Drosophila montgomeryi
- Conservation status: Endangered (ESA)

Scientific classification
- Kingdom: Animalia
- Phylum: Arthropoda
- Class: Insecta
- Order: Diptera
- Family: Drosophilidae
- Genus: Drosophila
- Species: D. montgomeryi
- Binomial name: Drosophila montgomeryi (Hardy and Kaneshiro, 1971)

= Drosophila montgomeryi =

- Authority: (Hardy and Kaneshiro, 1971)
- Conservation status: LE

Endangered Hawaiian fly

Drosophila montgomeryi is an endangered species of fly from the lineage of Hawaiian Drosophilidae.
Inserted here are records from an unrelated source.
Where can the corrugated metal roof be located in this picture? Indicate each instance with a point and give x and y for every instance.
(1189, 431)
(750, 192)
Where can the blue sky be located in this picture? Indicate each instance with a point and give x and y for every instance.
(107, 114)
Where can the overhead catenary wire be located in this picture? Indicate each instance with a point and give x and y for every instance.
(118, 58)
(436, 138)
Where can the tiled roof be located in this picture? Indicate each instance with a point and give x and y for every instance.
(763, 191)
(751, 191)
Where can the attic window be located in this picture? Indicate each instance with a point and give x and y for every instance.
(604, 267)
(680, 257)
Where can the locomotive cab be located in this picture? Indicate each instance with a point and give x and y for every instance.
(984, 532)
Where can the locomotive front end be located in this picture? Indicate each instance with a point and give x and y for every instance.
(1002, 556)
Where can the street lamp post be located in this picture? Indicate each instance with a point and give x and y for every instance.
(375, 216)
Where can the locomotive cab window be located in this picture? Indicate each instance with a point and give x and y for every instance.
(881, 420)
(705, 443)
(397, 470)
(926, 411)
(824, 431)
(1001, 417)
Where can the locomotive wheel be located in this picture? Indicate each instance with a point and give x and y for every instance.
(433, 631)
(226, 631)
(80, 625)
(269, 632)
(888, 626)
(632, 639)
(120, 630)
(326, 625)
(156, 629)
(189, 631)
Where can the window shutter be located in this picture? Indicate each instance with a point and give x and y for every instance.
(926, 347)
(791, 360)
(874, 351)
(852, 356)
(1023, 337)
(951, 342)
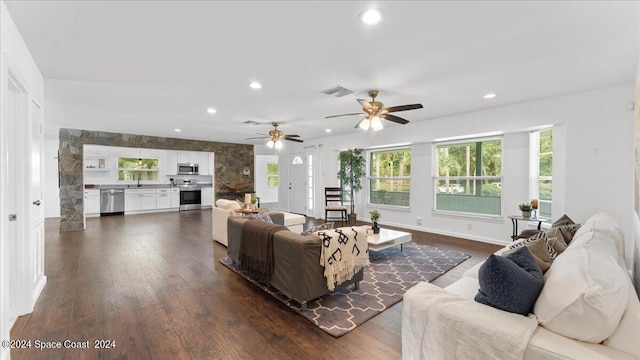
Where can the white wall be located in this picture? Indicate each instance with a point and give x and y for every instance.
(593, 160)
(51, 188)
(267, 194)
(14, 55)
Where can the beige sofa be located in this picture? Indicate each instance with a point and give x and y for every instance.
(223, 209)
(588, 307)
(296, 268)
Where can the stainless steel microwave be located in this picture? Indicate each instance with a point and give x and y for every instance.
(187, 169)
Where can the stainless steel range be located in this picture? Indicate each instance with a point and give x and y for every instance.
(190, 197)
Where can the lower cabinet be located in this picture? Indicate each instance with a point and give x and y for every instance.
(163, 198)
(139, 199)
(175, 198)
(92, 202)
(207, 197)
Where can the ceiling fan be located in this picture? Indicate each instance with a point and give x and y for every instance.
(375, 110)
(276, 136)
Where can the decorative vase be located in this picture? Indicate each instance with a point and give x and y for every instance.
(375, 228)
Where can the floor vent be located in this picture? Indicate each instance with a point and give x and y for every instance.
(338, 91)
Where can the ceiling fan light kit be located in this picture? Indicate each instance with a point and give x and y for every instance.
(375, 111)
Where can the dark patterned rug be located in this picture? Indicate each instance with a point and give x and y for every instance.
(385, 281)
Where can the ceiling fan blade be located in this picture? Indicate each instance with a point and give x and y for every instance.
(404, 107)
(394, 118)
(344, 115)
(365, 104)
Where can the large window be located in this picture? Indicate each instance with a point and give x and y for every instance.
(390, 177)
(137, 169)
(468, 176)
(543, 141)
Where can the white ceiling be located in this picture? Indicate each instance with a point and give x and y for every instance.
(147, 67)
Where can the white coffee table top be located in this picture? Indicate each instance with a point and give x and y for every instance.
(388, 235)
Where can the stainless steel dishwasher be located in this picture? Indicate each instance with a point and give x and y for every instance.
(111, 202)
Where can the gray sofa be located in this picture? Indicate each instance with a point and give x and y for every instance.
(296, 262)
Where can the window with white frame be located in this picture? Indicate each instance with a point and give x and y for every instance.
(468, 176)
(542, 145)
(390, 177)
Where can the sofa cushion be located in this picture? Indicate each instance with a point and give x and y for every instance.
(263, 216)
(227, 204)
(585, 291)
(323, 226)
(511, 283)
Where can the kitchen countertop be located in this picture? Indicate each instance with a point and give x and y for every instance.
(144, 186)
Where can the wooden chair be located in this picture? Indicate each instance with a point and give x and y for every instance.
(333, 203)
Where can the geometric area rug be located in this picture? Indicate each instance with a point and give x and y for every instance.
(385, 281)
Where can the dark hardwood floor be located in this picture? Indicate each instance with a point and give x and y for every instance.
(153, 285)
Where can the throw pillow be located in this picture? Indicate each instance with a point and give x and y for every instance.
(539, 251)
(263, 216)
(511, 283)
(555, 242)
(562, 221)
(323, 226)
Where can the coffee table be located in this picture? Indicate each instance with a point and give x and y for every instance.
(386, 239)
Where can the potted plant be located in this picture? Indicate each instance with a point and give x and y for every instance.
(526, 210)
(375, 216)
(352, 170)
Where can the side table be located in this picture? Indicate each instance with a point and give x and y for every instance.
(514, 223)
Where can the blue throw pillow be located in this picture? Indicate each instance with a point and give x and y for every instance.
(510, 283)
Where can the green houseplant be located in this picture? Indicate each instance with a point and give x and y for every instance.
(375, 216)
(352, 170)
(526, 209)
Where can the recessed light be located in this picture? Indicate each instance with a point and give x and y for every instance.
(371, 16)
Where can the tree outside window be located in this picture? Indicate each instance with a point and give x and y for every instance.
(137, 169)
(390, 177)
(468, 176)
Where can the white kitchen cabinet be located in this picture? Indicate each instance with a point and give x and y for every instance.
(203, 163)
(194, 156)
(92, 202)
(175, 198)
(183, 156)
(163, 198)
(207, 197)
(139, 200)
(171, 166)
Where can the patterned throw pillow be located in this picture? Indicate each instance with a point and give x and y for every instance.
(324, 226)
(263, 216)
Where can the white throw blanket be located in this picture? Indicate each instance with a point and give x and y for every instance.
(437, 324)
(344, 253)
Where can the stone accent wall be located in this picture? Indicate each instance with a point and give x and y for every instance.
(230, 160)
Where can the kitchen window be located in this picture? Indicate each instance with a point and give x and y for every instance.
(390, 177)
(468, 176)
(137, 169)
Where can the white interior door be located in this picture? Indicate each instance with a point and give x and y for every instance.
(297, 183)
(36, 208)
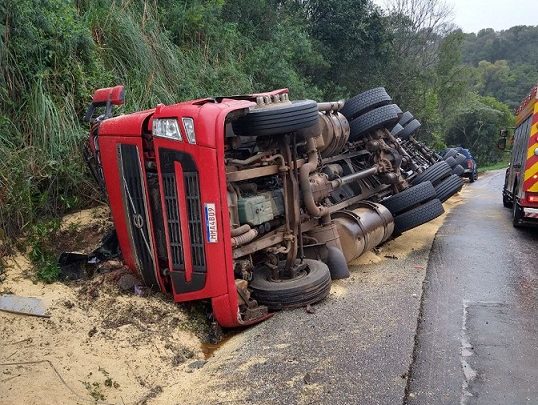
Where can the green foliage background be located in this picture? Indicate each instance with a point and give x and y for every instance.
(54, 53)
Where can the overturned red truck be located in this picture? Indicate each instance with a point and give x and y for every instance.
(255, 202)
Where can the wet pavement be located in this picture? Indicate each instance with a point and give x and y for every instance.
(477, 340)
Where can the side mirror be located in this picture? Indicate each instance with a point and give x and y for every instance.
(501, 144)
(106, 97)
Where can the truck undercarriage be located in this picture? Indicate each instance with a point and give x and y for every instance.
(256, 202)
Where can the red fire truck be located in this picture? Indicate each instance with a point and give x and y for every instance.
(256, 202)
(520, 191)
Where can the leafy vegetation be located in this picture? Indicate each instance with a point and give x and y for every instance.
(504, 62)
(54, 53)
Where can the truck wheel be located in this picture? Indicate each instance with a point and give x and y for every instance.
(283, 119)
(448, 187)
(365, 102)
(409, 198)
(435, 173)
(310, 286)
(507, 203)
(380, 117)
(396, 130)
(410, 129)
(417, 216)
(451, 161)
(405, 118)
(450, 153)
(517, 214)
(458, 170)
(460, 159)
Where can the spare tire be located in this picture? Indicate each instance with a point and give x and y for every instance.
(435, 173)
(410, 129)
(448, 187)
(279, 119)
(409, 198)
(458, 170)
(311, 285)
(450, 153)
(451, 161)
(405, 118)
(380, 117)
(396, 130)
(417, 216)
(365, 102)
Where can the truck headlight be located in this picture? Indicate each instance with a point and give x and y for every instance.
(188, 125)
(166, 128)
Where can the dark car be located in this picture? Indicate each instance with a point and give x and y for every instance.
(462, 157)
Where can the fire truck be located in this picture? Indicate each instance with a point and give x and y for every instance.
(256, 202)
(520, 190)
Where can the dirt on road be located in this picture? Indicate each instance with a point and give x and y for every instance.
(100, 345)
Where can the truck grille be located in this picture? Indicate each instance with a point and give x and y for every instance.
(172, 209)
(192, 219)
(134, 200)
(192, 194)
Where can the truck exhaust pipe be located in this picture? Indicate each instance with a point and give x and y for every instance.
(363, 228)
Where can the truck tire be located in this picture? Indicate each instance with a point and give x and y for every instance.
(435, 173)
(409, 198)
(507, 202)
(298, 115)
(458, 170)
(417, 216)
(309, 287)
(410, 129)
(448, 187)
(517, 214)
(450, 153)
(405, 118)
(365, 102)
(460, 159)
(396, 130)
(451, 161)
(380, 117)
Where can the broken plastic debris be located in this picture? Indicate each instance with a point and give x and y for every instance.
(23, 305)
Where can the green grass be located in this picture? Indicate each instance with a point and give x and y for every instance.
(42, 254)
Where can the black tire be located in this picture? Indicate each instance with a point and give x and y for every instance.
(507, 202)
(396, 130)
(435, 173)
(418, 216)
(380, 117)
(311, 286)
(517, 214)
(458, 170)
(365, 102)
(409, 198)
(473, 177)
(283, 119)
(410, 129)
(451, 161)
(450, 153)
(460, 159)
(448, 187)
(405, 118)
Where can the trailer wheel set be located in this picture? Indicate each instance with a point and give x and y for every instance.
(256, 202)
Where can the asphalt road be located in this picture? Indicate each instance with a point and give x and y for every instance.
(477, 340)
(355, 349)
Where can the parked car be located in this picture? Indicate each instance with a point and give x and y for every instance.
(462, 157)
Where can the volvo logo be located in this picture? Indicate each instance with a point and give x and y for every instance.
(138, 221)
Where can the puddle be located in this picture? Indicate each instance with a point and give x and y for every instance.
(209, 348)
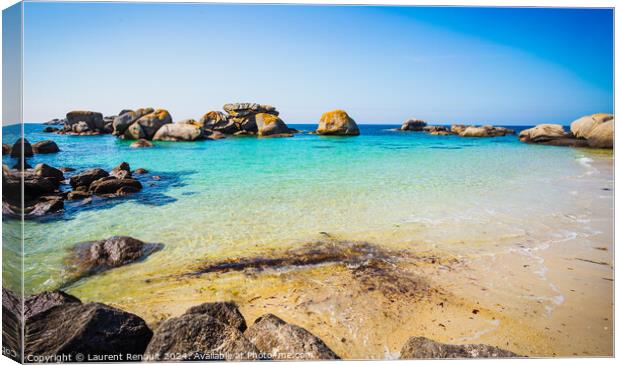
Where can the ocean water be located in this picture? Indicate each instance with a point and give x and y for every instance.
(239, 195)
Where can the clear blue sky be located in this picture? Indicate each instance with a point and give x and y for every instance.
(381, 64)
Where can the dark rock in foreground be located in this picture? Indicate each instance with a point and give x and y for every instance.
(200, 337)
(226, 312)
(11, 325)
(44, 301)
(423, 348)
(273, 336)
(86, 329)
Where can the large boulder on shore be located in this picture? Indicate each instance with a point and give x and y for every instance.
(93, 120)
(338, 123)
(146, 126)
(93, 257)
(46, 146)
(225, 312)
(269, 124)
(16, 150)
(86, 330)
(413, 125)
(584, 126)
(424, 348)
(126, 118)
(602, 136)
(274, 336)
(199, 336)
(179, 132)
(213, 120)
(247, 109)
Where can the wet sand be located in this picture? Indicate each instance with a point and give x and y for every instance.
(544, 292)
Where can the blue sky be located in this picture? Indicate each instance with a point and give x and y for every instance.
(381, 64)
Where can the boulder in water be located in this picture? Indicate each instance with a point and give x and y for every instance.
(337, 122)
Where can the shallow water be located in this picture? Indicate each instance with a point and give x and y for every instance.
(238, 195)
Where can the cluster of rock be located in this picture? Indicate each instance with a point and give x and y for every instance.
(81, 123)
(240, 119)
(43, 185)
(596, 131)
(146, 124)
(59, 324)
(22, 148)
(416, 125)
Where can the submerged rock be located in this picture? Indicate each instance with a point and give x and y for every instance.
(424, 348)
(87, 177)
(214, 120)
(179, 132)
(111, 185)
(146, 126)
(141, 143)
(16, 150)
(126, 117)
(86, 329)
(269, 124)
(413, 125)
(90, 121)
(225, 312)
(273, 336)
(200, 335)
(96, 256)
(337, 122)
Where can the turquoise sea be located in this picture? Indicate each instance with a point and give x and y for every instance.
(240, 194)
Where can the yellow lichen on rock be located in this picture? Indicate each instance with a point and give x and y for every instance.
(337, 122)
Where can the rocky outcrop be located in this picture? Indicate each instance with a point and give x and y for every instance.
(21, 145)
(485, 131)
(215, 120)
(46, 146)
(81, 122)
(81, 330)
(93, 257)
(337, 123)
(40, 191)
(198, 336)
(127, 117)
(550, 134)
(85, 178)
(424, 348)
(112, 185)
(141, 143)
(44, 301)
(225, 312)
(182, 131)
(147, 125)
(413, 124)
(270, 125)
(273, 336)
(597, 129)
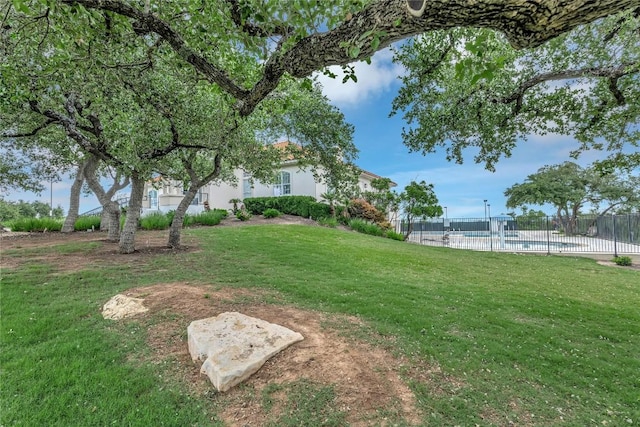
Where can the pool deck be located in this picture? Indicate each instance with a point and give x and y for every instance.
(524, 241)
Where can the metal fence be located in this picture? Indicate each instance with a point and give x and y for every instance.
(610, 234)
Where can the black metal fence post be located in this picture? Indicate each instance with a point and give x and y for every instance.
(548, 238)
(615, 238)
(490, 235)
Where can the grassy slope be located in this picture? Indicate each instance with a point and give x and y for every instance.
(529, 339)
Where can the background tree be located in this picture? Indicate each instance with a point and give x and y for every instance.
(568, 187)
(382, 197)
(418, 200)
(13, 210)
(469, 88)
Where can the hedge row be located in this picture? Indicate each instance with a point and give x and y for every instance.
(304, 206)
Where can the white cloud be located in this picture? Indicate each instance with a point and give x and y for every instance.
(373, 79)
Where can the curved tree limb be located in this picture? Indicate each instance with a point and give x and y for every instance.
(525, 23)
(612, 73)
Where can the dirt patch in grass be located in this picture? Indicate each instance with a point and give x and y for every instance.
(366, 378)
(43, 247)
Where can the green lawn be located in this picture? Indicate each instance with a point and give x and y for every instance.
(532, 340)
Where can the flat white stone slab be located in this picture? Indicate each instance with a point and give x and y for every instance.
(234, 346)
(122, 306)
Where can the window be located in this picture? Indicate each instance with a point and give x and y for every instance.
(199, 198)
(153, 199)
(247, 188)
(283, 184)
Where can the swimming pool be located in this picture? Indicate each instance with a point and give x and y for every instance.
(529, 243)
(487, 234)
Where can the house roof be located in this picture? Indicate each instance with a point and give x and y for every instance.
(284, 145)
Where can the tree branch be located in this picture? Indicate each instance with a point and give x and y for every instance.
(612, 73)
(31, 133)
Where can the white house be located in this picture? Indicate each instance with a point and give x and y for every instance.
(162, 195)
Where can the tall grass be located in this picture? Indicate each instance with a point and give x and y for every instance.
(90, 222)
(212, 217)
(35, 224)
(155, 221)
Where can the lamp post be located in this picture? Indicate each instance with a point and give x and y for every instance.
(51, 197)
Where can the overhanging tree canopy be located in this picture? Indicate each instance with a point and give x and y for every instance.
(469, 88)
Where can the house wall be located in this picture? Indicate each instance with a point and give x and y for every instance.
(302, 184)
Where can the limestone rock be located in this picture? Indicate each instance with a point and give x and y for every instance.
(234, 346)
(122, 306)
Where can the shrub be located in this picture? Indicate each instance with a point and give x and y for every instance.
(318, 210)
(271, 213)
(89, 222)
(35, 224)
(155, 221)
(622, 260)
(235, 203)
(209, 217)
(290, 205)
(365, 227)
(390, 234)
(243, 215)
(360, 208)
(328, 222)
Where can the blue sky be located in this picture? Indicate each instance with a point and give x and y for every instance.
(366, 105)
(461, 188)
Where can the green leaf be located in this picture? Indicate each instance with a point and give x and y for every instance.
(21, 6)
(375, 43)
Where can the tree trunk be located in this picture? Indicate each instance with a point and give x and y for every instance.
(128, 235)
(111, 215)
(110, 209)
(175, 231)
(74, 200)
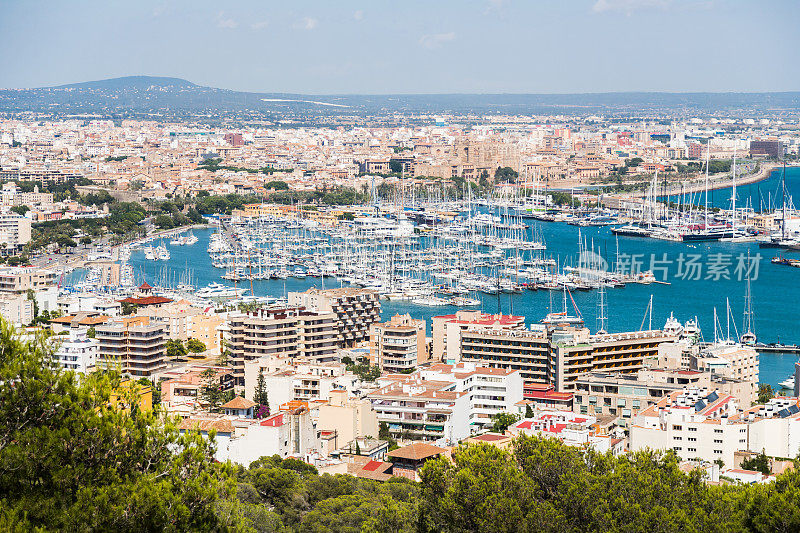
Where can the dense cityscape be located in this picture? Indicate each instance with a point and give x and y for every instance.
(274, 311)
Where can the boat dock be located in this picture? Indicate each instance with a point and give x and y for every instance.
(777, 348)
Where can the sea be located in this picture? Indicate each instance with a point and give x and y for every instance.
(700, 281)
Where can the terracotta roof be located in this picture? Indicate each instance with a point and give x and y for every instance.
(147, 300)
(491, 437)
(416, 451)
(239, 403)
(220, 424)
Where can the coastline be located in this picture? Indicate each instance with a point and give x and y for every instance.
(764, 172)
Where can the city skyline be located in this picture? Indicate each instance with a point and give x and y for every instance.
(497, 46)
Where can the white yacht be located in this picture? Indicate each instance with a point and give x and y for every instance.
(220, 291)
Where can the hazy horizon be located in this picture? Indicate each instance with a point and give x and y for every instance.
(419, 47)
(688, 92)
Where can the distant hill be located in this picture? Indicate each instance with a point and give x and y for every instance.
(164, 98)
(129, 82)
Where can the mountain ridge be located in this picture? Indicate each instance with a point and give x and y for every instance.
(135, 81)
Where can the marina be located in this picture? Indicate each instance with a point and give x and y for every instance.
(404, 264)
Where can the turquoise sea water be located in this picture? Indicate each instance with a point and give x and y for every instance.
(775, 288)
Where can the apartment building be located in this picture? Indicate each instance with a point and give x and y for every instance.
(184, 321)
(20, 279)
(134, 343)
(426, 410)
(350, 418)
(15, 232)
(558, 356)
(398, 345)
(696, 423)
(731, 360)
(774, 428)
(511, 349)
(356, 309)
(570, 428)
(625, 395)
(446, 331)
(77, 351)
(40, 175)
(10, 196)
(445, 403)
(181, 389)
(490, 391)
(575, 352)
(242, 440)
(289, 332)
(16, 308)
(288, 378)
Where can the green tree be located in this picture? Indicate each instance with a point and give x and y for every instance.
(765, 393)
(501, 421)
(759, 463)
(70, 461)
(211, 391)
(175, 349)
(261, 395)
(774, 506)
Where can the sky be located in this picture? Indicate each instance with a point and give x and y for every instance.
(413, 46)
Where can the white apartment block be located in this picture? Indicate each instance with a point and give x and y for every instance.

It is found on the island of Oahu.

== Description ==
Drosophila montgomeryi was described in 1971 by D. Elmo Hardy and Kenneth Kaneshiro from specimens collected from the Waianae mountains.

D. montgomeryi, like other species in the vesciseta subgroup of picture-wing flies, has a mostly rufous thorax and wings with a prominent dark spot in the cell R1. It can be distinguished from the similar species D. pisonia by a narrow, brown stripe on each side of the thorax, among other characters.

== Conservation ==
Drosophila montgomeryi was listed as federally endangered in 2006 along with ten other species of picture-wing Drosophila. One threat to the conservation of D. montgomeryi is that at least one of its host plants, Urera kaalae, is also very rare and has been listed as federally endangered.